What convinces me is the “sophisticated Gradle features or optimizations” capabilities.
thanks a lot.

For custom test tasks like: task customTestTask(type: Test)

do I need to set up the property from the test prop map to custom prop map in that way:
systemProperty ‘propKey’, test.getSystemProperties().get(‘propKey’)

or there is some implicit way to get it set.

type of your opinion is

That’s not an opinion, but a fact.
Cross-project configuration is evil and should be avoided whereever possible.
That’s how it is and what also the Gradle folks say, for example in the userguide at Sharing Build Logic between Subprojects.
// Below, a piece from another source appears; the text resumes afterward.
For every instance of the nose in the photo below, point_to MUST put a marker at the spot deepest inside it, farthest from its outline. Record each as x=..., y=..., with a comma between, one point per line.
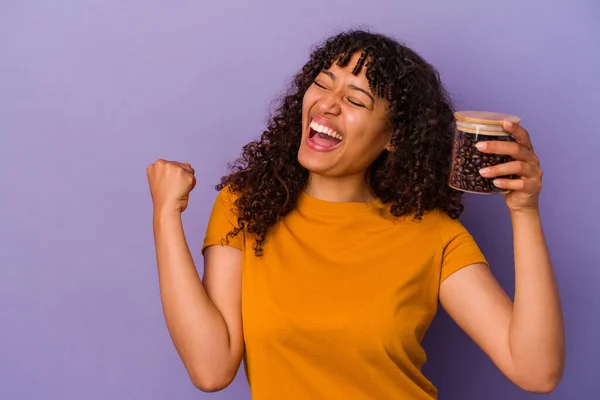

redeclared there in the ext var block.

Practically any usage of ext or extra properties is also bad practice and just a work-around for doing something not the “right” way. :wink:

or there is some implicit way to get it set.

If you want to set a system property on all tasks of type Test, you can do so using for example tasks.withType(Test).configureEach { ... }. (don’t leave out the configureEach even if it works or it breaks task-configuration avoidance for all tasks of type Test)

There is no automatic inheriting from anything from default test tasks to custom test tasks, as that might as well be not wanted, Gradle simply cannot know.

1 Like

Maybe in the nice world where you move your perfect Maven project (build of pretty independent subprojects) to Gradle this advice is easy to follow, but e.g. when you must migrate old Ant project with its legacy drawbacks you must use some “work-arounds”.

The question is what work-around mechanism to use not to get into bigger troubles.

Let’s say (like above) you must provide some common properties for subprojects’ tests.
As you said: the fact is that the best way to provide them is to use buildSrc convention plugin. So far so good.

But where the properties should be “born”?
For many reason the convention plugin seem to be not the right place for it:
a) the plugin would repeat I/O operation to read/load the properties data while in the root script you just read them once
b) the plugin is not capable to evaluate the properties as it just has not enough context. Providing the plugin with broader context would be just ugly solution.

So the root script seems to be the best place to evaluate the properties.

But the final question is how to pass them from the root to the plugin, in a safe way, ‘not disabling sophisticated Gradle features or optimizations’.

Is there a better way than Extras?

when you must migrate old Ant project with its legacy drawbacks you must use some “work-arounds”.

There’s usually always a way to do it differently. :smiley:
But as long as you are aware those are unclean work-arounds and it works for you, great. :slight_smile:

Let’s say (like above) you must provide some common properties for subprojects’ tests.

Depends on the gory details.
If they are for example static values, put them to in the root project.
If you need to do some calculations, maybe a shared build service would be an appropriate way, as it is build-run-scoped, so the calculation would only be done once and can be used by multiple projects safely.

Depending on extra properties in the root project should latest be a problem when isolated projects become production-ready.